On the other, voices from the right say that the Macron plan is already so riddled with concessions and exemptions, wrung under pressure during the long parliamentary process, that the savings it will make are now virtually meaningless.
In a functioning democracy the opposing arguments would surely find some form of compromise. After all, a majority of the population, while rejecting the Macron plan, also agrees that some reform of pensions is needed.
But is French democracy functioning?
Faith in conventional politics and the parliamentary system is in fact at rock-bottom. How else to explain the collapse of Gaullists and Socialists, who ran France for half a century, and the rise of the far-right and far-left?
President Macron encouraged the death of the ancien régime, that old order which he exploited to pose as the lone moderate, picking sensible bits from programmes of left and right.
Hyper-intelligent and hyper-keen he may have been, but France never liked him and he was elected, twice, by default. Because the alternative, Marine Le Pen, was unacceptable to most.
By eliminating the moderate opposition, he made the opposition extreme.

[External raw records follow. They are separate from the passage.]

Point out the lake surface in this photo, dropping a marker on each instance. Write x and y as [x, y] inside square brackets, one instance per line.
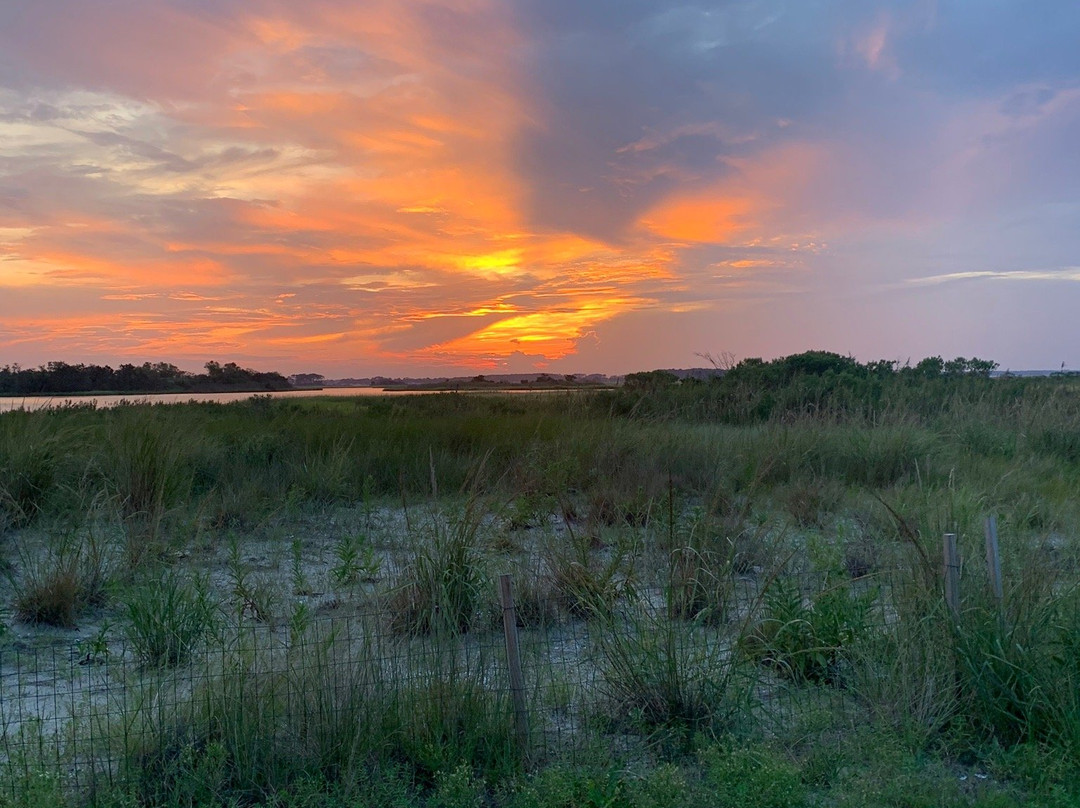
[42, 402]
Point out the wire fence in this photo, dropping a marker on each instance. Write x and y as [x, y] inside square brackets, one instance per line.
[713, 650]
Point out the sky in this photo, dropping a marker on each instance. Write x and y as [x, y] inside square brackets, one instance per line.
[431, 187]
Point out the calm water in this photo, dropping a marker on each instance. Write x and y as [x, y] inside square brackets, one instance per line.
[40, 402]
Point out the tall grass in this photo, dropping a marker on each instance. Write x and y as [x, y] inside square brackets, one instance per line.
[442, 587]
[28, 467]
[145, 474]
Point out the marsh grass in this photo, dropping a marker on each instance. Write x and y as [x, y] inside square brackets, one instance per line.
[28, 467]
[588, 582]
[706, 503]
[55, 586]
[665, 675]
[809, 637]
[167, 617]
[326, 708]
[442, 587]
[145, 474]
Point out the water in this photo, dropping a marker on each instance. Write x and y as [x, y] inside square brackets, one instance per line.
[43, 402]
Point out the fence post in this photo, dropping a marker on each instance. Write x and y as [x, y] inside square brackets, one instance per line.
[514, 663]
[952, 575]
[994, 560]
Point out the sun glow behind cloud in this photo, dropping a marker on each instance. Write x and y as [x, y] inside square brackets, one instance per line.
[354, 187]
[347, 176]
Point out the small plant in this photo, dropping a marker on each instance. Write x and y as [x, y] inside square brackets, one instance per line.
[167, 617]
[809, 641]
[355, 561]
[95, 650]
[585, 584]
[297, 573]
[253, 597]
[752, 778]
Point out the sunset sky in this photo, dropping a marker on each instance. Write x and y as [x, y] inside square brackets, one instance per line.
[358, 187]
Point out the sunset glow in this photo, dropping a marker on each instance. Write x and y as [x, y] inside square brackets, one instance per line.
[436, 186]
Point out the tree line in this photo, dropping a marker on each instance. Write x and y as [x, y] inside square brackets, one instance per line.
[150, 377]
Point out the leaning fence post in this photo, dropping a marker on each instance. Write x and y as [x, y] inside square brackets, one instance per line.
[994, 560]
[952, 575]
[514, 663]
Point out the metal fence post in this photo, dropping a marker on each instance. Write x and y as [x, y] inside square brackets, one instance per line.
[514, 664]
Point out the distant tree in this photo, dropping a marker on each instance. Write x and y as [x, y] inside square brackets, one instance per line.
[649, 380]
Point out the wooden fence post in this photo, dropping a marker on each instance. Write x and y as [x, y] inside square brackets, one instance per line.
[952, 575]
[514, 663]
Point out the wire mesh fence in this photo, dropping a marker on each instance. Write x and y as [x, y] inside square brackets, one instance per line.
[329, 690]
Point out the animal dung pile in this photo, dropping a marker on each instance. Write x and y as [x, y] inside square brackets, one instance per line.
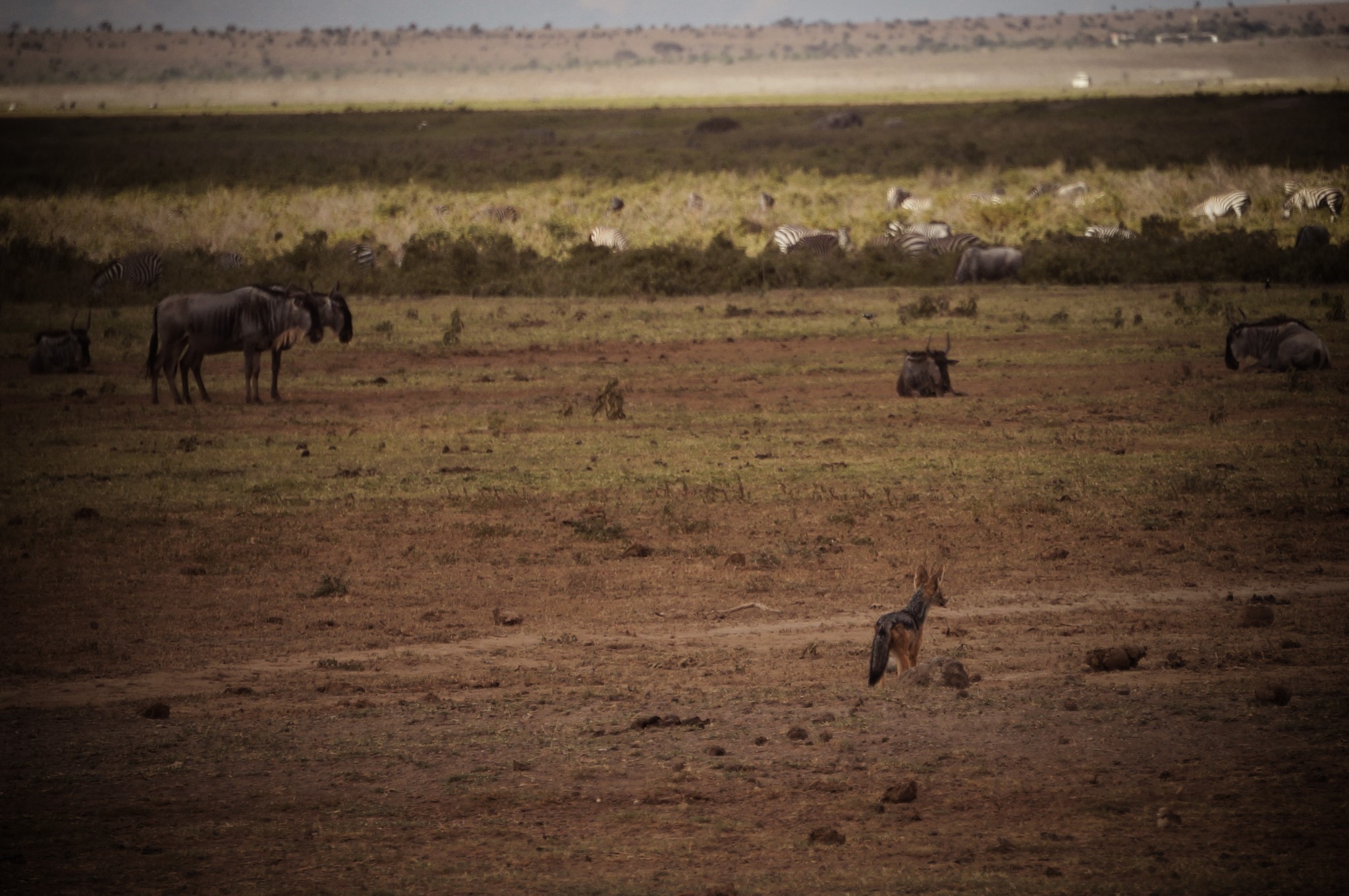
[941, 670]
[1115, 659]
[902, 793]
[1256, 616]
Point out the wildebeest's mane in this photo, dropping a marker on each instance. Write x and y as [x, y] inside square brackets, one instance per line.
[1278, 320]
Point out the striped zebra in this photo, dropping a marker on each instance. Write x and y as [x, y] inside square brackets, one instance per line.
[823, 243]
[954, 244]
[1109, 232]
[927, 229]
[610, 239]
[139, 269]
[1223, 205]
[790, 235]
[363, 255]
[502, 213]
[1309, 198]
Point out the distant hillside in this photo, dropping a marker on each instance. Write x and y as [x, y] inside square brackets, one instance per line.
[153, 55]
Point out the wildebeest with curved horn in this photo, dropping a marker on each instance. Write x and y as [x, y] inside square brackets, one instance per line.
[247, 320]
[991, 263]
[332, 309]
[63, 351]
[927, 373]
[1277, 344]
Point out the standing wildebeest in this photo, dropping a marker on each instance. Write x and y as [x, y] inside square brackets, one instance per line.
[1278, 344]
[332, 310]
[992, 263]
[927, 373]
[1311, 236]
[247, 320]
[61, 351]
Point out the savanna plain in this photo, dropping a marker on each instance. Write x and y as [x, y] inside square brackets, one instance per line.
[575, 593]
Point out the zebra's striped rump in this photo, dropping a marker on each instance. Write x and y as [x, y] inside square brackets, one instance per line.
[1223, 205]
[790, 235]
[1109, 232]
[610, 239]
[1309, 198]
[142, 269]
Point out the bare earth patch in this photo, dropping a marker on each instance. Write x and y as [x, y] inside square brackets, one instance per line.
[342, 712]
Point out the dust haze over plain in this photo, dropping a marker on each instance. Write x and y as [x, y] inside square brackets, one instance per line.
[521, 14]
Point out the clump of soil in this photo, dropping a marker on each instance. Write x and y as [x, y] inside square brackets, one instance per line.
[1116, 659]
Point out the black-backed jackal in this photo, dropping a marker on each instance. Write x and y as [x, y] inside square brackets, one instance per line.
[902, 632]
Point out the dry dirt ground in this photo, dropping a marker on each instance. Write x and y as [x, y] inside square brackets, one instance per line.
[308, 588]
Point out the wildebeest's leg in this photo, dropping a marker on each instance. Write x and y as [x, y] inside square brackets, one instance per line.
[275, 372]
[250, 377]
[196, 373]
[172, 356]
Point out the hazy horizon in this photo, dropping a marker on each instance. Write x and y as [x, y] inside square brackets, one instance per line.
[525, 14]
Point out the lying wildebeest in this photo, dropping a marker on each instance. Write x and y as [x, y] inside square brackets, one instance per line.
[927, 373]
[247, 320]
[61, 351]
[332, 309]
[1277, 344]
[1311, 236]
[992, 263]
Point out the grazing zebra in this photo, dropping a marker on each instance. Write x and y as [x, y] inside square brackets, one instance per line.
[363, 255]
[1109, 232]
[1217, 207]
[499, 213]
[790, 235]
[822, 243]
[1310, 198]
[929, 229]
[610, 239]
[141, 269]
[954, 244]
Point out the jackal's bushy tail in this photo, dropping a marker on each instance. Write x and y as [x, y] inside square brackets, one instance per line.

At last year’s parliamentary election, he failed to secure a majority – making inevitable the use last Thursday of constitutional force majeure known as 49:3 to push the law through.
Meanwhile, the tenor of public debate was steadily debased.
The left tabled literally thousands of amendments to the pensions bill, making its conventional passage impossible. Opponents described as “brutal” and “inhuman” a reform which in other countries would have seemed perfectly anodyne.
One left-wing MP posed outside the Assembly with his foot on a ball painted with the head of the labour minister; fearing mob violence, a leading pro-Macron MP called on Friday for police protection for her colleagues.
With scenes of looting and urban violence, hills of rotting rubbish on the streets of Paris and other French cities, and the promise of more crippling strikes to come, this is the unedifying atmosphere as the country enters the next crucial phase in the crisis.
Following the president’s invocation of the 49:3 procedure, opposition parties have tabled two censure motions against the government which will be debated this week. In theory, if one of them passes that would lead to the fall of the government, and possible early elections.
In practice, even the so-called “transpartisan” motion tabled by a centrist group in parliament – supposedly more liable to create a consensus between the mutually hostile far-left and far-right – would be unlikely to get the numbers.
If the motions fail, then the opposition can continue to battle the reform by other means: for example by appealing to the Constitutional Council, which rules on the constitutionality of new laws, or by trying to organise a referendum.
The government hopes that reality will at some point set in, and that most people will dejectedly accept the inevitable.
Quite possibly a sacrificial victim will eventually have to made – no doubt in the form of Prime Minister Élisabeth Borne.
But for now, the mood is too ugly for that.
In the immediate term, to every petrol depot blockaded, to every bin uncollected, and to every window smashed will be joined the accompanying refrain: “Blame 49:3. Blame Macron.”